Pagi yang cerah. Gempa sudah berada di dapur untuk menyiapkan sarapan. Tangan si bungsu dengan telaten menggerakkan sutel pada wajan sembari bernyanyi kecil.
Hingga sebuah suara terdengar, membuat Gempa terpaksa menghentikan aktifitasnya.
"TAUFAAANN! SINI KAUU!"
Kakak kembar pertamanya, Halilintar mengaum marah. Entah apalagi yang sudah diperbuat Taufan, kakak keduanya yang entah mengapa tidak pernah jera menjahili Halilintar.
"GYAAA! GEMPAA TOLONGG!"
'BRUK DUAGH
Hening.
Pagi yang cerah dan indah dikediaman Boboiboy bersaudara.
Gempa memasak sarapan tanpa memperdulikan Taufan yang mengerjai Halilintar dan berakhir dengan sang kakak yang mempraktekan teknik karatenya.
Sudah biasa.
~A Beautiful Morning~
BoboiboyAnimonsta
Penulis tidak mengambil keuntungan material apapun dari cerita ini.
And,
Happy Reading
~A Beautiful Morning~
"Engh--"
Gempa terbangun dengan separuh mata tertutup. Diliriknya kesamping, Taufan sedang tidur disana. Dirinya menghela nafas mengingat kakaknya semalam merajuk ingin tidur bersamanya dengan alasan dingin karena hujan. Yah, tadi malam hujan deras. Bahkan pagi ini pun masih hujan.
Gempa menggoyangkan tubuh Taufan.
"Gempa? Ada apa?"
"Sudah pagi. Bangun dan sarapan."
Taufan mengangguk, sebelum ikut bangun bersama Gempa dan beranjak ke dapur.
"Taufan? Kenapa?" Gempa heran melihat kakaknya cekikikan sendiri pagi ini. Apa Taufan masih setengah sadar? Atau kerasukan jin ifrit?
"Haha... Halilintar belum bangun. Pasti keenakan tidur." Taufan berkata dengan senyum jahil.
Gempa berhenti sejenak dari tugasnya. Dirinya yang tengah menggoreng telur untuk sarapan menatap Taufan.
"Oh iya ya. Tumben gak bangunin Hali."
"Aku gak mau tulangku patah lagi. Lagian gak enak bangunin singa yang lagi tidur."
Gempa tersenyum. "Udah tobat nih?"
"Hehe... Dalam proses."
Pagi yang biasa dan Taufan yang seperti biasanya.
~A Beautiful Morning~
'Tes tes
Satu persatu bulir air itu jatuh. Taufan berdiri di samping jendela sembari menatap halaman luar yang basah.
Langit gelap. Cahaya matahati pun sulit untuk menerobos para awan.
Taufan memasang wajah cemberut. "Lihat! Gara-gara hujan tidak ada hari cerah yang menyenangkan. Apa sih yang disukai Halilintar dari hujan? Apa karena namanya mirip sama petir? Cuih! Itupun aku sudah tau."
Namun kemudian sudut bibirnya naik sedikit.
Pagi yang suram.
~A Beautiful Morning~
'Blarr
Kilatan panjang membawa cahaya putih sepersekian detik muncul tak lama diiringi suara gemuruh dasyat.
"Gyaa!"
Taufan dan Gempa kecil berlari menuju Halilintar. Suara teriakan mereka memecah kerusuhan hujan di luar sana.
"Ish, apaan sih?" Sang kakak bertanya kesal.
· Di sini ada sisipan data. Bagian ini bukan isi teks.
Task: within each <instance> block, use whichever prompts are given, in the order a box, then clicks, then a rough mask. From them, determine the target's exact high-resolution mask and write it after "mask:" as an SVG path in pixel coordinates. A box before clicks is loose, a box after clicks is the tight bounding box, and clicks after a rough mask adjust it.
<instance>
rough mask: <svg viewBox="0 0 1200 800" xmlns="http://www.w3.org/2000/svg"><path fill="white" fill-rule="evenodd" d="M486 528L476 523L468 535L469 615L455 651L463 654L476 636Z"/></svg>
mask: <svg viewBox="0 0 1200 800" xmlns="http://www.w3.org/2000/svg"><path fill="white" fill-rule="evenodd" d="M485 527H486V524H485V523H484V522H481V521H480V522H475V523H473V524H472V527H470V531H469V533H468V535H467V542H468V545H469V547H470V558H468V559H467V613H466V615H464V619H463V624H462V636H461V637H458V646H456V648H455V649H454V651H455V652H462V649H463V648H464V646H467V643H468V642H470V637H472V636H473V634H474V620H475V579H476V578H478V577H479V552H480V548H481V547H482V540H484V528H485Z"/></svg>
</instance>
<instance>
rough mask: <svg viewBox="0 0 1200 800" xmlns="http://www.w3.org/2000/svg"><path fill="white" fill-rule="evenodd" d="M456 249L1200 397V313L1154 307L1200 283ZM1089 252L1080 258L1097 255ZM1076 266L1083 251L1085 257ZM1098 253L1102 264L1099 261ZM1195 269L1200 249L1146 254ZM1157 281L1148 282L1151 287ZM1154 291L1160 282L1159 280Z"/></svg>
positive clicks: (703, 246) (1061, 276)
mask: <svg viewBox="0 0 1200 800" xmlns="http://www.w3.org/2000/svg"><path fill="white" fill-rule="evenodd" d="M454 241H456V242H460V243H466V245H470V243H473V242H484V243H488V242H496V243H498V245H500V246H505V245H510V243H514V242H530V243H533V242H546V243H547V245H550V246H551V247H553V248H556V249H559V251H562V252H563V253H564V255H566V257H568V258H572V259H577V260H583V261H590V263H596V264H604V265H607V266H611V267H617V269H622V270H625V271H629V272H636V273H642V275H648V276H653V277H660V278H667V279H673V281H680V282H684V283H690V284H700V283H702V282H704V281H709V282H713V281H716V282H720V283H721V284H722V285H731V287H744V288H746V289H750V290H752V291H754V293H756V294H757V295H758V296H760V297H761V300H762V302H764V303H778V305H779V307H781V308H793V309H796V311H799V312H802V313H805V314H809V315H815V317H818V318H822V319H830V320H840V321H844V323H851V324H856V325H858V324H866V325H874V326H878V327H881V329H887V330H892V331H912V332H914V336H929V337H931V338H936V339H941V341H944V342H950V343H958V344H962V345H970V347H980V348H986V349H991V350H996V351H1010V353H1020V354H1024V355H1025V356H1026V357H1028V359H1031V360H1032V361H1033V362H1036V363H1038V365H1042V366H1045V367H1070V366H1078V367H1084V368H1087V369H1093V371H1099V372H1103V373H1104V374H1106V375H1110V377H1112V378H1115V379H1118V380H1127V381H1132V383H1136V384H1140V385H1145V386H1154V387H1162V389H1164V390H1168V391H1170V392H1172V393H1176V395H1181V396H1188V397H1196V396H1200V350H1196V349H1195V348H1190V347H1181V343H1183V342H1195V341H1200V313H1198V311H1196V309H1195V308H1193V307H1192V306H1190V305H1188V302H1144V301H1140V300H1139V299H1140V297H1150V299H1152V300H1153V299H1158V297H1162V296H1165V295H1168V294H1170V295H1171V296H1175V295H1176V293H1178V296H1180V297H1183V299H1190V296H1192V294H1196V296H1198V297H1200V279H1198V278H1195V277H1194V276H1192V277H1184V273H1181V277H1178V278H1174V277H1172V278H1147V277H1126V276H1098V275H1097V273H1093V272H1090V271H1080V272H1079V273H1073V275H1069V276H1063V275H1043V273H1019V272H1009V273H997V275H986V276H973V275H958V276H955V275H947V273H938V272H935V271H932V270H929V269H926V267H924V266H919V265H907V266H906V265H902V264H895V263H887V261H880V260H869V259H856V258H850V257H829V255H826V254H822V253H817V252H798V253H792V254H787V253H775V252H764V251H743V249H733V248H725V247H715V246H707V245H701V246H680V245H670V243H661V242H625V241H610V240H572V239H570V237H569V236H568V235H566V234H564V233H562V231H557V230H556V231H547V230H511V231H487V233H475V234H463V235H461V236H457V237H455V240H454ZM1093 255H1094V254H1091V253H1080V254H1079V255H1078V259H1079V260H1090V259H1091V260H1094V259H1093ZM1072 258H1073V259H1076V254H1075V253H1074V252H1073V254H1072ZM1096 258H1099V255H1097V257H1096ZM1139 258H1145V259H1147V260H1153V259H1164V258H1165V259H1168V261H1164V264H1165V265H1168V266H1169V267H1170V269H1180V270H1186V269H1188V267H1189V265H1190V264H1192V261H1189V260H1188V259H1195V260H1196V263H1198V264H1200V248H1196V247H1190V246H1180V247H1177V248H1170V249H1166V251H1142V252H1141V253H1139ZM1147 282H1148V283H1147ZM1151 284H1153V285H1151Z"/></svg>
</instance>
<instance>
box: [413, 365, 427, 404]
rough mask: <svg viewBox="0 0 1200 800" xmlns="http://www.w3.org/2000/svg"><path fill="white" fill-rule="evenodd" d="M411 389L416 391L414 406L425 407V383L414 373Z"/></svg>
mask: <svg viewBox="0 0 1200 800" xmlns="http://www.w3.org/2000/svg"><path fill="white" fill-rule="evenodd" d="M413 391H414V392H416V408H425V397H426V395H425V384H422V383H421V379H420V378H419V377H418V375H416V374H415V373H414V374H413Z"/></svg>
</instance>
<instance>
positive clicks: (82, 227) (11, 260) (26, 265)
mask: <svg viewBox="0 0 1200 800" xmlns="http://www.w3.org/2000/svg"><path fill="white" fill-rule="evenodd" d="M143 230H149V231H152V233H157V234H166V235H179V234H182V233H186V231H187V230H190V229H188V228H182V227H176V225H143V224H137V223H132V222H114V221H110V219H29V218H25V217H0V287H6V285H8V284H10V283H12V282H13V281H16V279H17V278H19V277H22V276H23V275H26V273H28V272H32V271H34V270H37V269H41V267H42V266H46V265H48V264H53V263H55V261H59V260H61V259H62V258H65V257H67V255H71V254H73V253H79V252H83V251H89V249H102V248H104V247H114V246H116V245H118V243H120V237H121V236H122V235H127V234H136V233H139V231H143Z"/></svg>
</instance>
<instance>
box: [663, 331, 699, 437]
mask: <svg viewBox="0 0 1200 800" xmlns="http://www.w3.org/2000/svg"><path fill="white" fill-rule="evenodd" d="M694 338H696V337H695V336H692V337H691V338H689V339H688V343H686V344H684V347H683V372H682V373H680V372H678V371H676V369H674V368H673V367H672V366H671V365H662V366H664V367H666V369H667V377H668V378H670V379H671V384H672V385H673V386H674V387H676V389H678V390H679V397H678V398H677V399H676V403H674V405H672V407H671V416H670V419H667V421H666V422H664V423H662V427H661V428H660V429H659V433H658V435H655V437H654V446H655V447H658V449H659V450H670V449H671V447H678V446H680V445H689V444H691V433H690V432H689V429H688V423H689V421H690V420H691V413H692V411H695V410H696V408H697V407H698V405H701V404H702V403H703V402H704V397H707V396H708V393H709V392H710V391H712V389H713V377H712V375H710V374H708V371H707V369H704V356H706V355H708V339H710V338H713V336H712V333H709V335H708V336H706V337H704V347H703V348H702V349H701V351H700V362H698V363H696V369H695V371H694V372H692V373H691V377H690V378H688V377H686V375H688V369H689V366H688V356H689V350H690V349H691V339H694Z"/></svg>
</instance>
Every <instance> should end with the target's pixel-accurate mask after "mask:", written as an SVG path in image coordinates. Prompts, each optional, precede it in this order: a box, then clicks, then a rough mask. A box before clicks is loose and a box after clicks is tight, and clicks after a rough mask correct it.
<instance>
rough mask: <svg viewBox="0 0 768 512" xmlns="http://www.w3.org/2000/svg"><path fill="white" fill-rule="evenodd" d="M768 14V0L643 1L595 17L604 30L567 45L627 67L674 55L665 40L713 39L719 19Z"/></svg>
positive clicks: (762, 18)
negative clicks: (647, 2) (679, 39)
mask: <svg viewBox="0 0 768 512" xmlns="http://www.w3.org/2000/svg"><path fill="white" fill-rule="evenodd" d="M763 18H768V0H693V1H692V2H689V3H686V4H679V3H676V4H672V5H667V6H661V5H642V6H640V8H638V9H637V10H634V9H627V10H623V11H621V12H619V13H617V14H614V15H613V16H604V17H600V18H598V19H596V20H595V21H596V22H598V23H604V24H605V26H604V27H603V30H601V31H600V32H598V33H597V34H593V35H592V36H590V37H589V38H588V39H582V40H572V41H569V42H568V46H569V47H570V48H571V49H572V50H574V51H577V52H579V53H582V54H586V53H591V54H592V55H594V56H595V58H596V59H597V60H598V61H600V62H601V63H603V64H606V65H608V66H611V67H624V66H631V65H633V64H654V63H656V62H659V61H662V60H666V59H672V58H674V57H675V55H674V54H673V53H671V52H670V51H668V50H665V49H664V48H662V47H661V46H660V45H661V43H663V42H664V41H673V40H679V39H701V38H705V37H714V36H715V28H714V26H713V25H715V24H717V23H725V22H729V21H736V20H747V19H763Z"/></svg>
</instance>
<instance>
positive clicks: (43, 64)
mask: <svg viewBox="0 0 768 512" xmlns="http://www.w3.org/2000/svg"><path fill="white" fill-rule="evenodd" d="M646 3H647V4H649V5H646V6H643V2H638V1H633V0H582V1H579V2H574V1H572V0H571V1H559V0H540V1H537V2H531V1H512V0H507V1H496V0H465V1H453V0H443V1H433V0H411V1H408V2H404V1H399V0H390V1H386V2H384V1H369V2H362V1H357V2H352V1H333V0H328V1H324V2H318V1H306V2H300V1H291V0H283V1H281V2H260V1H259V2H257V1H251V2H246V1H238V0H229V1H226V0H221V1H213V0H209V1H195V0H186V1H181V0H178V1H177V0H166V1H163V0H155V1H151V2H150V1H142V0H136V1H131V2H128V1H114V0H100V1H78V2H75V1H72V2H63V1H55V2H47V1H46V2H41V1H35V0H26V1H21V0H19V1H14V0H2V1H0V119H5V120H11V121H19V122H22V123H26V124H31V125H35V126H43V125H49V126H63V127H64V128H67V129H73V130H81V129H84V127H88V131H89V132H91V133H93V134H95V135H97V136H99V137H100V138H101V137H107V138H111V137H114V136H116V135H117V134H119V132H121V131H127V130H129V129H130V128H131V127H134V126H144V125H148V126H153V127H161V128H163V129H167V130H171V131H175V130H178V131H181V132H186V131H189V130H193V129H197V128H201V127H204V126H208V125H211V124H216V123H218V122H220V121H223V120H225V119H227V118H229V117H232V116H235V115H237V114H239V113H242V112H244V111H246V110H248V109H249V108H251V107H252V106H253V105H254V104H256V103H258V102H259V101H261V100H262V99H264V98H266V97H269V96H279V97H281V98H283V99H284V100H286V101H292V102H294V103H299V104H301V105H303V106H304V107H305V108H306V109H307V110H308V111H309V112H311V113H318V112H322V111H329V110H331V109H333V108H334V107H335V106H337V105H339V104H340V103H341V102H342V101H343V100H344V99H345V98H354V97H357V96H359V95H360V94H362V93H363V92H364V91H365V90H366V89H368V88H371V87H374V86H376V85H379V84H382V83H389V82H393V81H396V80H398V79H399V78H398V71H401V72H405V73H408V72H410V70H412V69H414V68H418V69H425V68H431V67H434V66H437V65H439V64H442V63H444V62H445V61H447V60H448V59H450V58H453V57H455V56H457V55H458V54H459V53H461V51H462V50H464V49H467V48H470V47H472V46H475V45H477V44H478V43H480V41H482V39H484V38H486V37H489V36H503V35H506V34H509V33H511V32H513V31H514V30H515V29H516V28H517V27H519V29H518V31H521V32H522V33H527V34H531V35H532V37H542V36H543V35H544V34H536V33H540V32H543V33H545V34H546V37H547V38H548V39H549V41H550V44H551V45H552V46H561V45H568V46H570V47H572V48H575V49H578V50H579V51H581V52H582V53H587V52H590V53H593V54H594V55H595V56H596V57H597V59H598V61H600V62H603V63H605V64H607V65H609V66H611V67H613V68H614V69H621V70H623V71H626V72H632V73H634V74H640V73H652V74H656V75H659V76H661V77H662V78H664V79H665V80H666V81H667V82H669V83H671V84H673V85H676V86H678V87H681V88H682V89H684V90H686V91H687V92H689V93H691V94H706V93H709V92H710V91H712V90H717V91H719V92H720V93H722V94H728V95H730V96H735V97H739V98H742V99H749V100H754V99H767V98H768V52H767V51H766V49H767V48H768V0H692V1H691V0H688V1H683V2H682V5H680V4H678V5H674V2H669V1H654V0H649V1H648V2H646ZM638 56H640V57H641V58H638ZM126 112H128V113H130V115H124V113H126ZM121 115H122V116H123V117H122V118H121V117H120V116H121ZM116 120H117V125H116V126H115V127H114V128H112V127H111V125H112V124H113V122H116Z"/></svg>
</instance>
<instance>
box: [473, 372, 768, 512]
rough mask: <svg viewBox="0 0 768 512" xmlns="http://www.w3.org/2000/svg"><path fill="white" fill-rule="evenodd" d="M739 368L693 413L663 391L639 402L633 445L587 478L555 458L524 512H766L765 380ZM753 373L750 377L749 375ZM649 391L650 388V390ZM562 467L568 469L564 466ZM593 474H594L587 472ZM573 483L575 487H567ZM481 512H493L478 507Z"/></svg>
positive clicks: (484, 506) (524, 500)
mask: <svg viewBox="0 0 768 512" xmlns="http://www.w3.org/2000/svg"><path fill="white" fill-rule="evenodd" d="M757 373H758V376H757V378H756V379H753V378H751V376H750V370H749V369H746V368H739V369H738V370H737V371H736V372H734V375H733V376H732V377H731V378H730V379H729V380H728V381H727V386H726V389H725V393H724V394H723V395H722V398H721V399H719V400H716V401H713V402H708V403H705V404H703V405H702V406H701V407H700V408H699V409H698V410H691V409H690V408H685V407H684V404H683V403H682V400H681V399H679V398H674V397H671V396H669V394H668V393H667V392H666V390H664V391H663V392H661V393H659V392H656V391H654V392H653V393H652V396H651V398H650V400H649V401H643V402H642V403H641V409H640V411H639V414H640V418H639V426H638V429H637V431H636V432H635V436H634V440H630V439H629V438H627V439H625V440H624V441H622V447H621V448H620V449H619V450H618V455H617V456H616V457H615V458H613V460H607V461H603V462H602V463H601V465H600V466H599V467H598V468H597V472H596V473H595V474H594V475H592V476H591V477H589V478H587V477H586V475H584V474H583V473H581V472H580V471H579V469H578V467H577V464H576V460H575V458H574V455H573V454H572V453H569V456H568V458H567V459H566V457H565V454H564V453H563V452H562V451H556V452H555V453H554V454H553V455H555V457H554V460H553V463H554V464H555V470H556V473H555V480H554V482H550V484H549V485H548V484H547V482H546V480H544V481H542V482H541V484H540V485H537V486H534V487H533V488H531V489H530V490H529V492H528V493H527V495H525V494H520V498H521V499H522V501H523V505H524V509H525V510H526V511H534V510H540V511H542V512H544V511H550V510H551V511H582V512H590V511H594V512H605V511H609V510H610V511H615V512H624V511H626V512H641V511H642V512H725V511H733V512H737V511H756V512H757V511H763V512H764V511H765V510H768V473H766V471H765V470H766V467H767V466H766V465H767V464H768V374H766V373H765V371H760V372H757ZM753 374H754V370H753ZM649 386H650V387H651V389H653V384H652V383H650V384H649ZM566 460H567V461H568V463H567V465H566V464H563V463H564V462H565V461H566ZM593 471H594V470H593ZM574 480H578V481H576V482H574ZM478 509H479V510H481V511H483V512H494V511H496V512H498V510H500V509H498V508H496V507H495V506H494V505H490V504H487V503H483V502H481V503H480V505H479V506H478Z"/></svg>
Risih juga akan pelukan kedua adik kembarnya yang kelewat erat.
"Takut..." Rengek Taufan dengan mata sembab. Ia menangis, karena petir? Halilintar ingin tertawa, namun ditahan. Bisa-bisa Taufan makin merengek dan telingannya jadi korban. Gempa sendiri membenamkan wajah dilengan Halilintar.
Si topi merah menghela nafas. "Kenapa takut? Bukankah hujan itu bagus?"
Perkataannya membuat tanda tanya besar dikepala adik-adiknya. Mereka mendongak menatap Halilintar.
"Kok kak Hali suka hujan? Hujan itu menyeramkan, semuanya gelap, gak ada hari cerah. Nggak bisa main di luar, nggak bisa jalan-jalan, semua karena hujan. Udah gitu ada petir lagi, itu menakutkan. Hujan itu berbahaya." Taufan mengomel panjang lebar diikuti anggukan gempa.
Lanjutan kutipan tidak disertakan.